Lyrics to Shaggy’s 2000 hit “It Wasn’t Me” also scrolled across screens.
“Everyone that logs in gets 2 Billion R6 credits, Renown, Developer Skins and Glaciers,” one Reddit user posted. Another wrote: “I just redownloaded this shitty game and of course it is offline because this company can’t fix its hacker issues.”
Ubisoft confirmed the breach at 9:10 AM EST through the official Siege X account. “We’re aware of an incident currently affecting Rainbow Six Siege. Our teams are working on a resolution.”
Less than two hours later, Ubisoft took all servers offline.
How the Attack Worked
Early reports blamed CVE-2025-14847, a MongoDB vulnerability called “MongoBleed.” Security researchers at BleepingComputer later confirmed hackers exploited authentication flaws in R6 Siege’s backend APIs instead. These APIs are communication channels between different parts of the game, like the link connecting what players see to the database storing their items and currency.
Attackers accessed administrative tools controlling inventories, currency and ban systems. Backend services accepted commands without verifying senders. The 2 billion credit injections bypassed transaction limits. Anomaly detection systems didn’t trigger.
Hackers manipulated ban feeds, distributed premium items and altered account statuses.
Emergency Shutdown and Rollback
On 28 December, Ubisoft announced plans to roll back all transactions after 10:49 UTC on 27 December.
“Nobody will be banned for spending credits received,” the official account posted. Players who bought items with hacked credits avoided punishment through the rollback, which erased those purchases.
Testing took over 24 hours before services resumed. Hacked purchases disappeared while legitimate transactions from before 10:49 UTC on 27 December stayed on accounts.
Servers Reopened, Marketplace Still Down
The tactical shooter came back online on 29 December with inventories restored to pre-breach states for most accounts.
Some inventory glitches persisted. Anyone who connected between 27-29 December temporarily lost access to owned items. Ubisoft said on 29 December that corrections would finish within two weeks.
Ubisoft kept the Marketplace offline pending investigation results.
Steam concurrent player numbers returned to normal around 50,000 to 60,000.

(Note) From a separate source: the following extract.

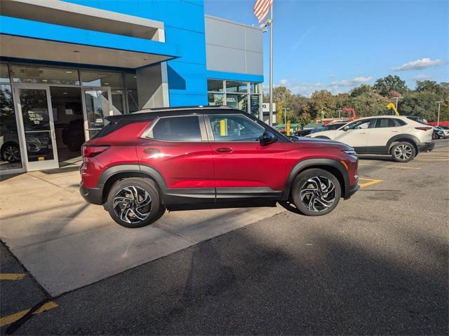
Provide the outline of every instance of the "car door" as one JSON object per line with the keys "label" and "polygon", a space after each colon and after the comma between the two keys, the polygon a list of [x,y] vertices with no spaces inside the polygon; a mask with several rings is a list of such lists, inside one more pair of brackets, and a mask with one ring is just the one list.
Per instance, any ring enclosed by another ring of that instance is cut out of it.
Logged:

Competitive Players Lost Practice Time
The holiday break timing made the 48-hour outage disruptive for competitive players. Professional teams in North America and Europe cancelled scrimmages and practice sessions. IGN reported esports organisations criticised the timing ahead of upcoming tournaments.

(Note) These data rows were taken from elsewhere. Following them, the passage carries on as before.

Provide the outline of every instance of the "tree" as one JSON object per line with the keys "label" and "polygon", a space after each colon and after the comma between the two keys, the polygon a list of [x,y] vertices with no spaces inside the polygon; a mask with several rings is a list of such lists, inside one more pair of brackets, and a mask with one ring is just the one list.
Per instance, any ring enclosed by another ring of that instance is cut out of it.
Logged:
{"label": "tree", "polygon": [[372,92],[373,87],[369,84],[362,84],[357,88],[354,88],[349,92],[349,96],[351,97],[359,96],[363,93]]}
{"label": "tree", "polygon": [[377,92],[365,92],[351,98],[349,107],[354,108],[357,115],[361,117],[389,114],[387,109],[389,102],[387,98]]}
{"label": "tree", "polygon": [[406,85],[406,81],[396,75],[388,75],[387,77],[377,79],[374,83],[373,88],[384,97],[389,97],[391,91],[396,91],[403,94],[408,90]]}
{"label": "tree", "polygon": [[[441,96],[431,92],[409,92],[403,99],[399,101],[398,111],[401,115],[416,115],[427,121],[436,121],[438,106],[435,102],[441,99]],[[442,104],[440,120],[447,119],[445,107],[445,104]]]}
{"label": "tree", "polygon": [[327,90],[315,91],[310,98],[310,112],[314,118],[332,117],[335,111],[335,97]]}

“I see. So they can roll back transactions when it conveniences them, but if we are the ones that get f***ed over, there’s nothing they can do,” one Reddit user wrote.
Another posted: “This sucks. Some people spend a lot of money on this.”
Ubisoft’s 2013 Security Breach
In 2013, Ubisoft experienced a breach that compromised usernames, email addresses and encrypted passwords for 58 million accounts. Password resets followed.
This breach targeted different systems. Ubisoft says no personal data, passwords or payment information leaked. Hackers went after game service APIs rather than customer databases.
Siege launched in 2015 and accumulated complex backend infrastructure over ten years of operation.
What Players Can Do
Servers now operate normally. Anyone who avoided logging in during the breach saw no account changes.
Ubisoft hasn’t required password resets. Security-conscious players can:
- Check login history through Ubisoft Connect
- Turn on two-factor authentication
- Watch for unusual account activity
Competitive players should verify their rank, stats and loadouts before jumping into ranked matches.
The Marketplace remains closed with no reopening date. Ubisoft has not yet explained how hackers gained administrative access to its systems.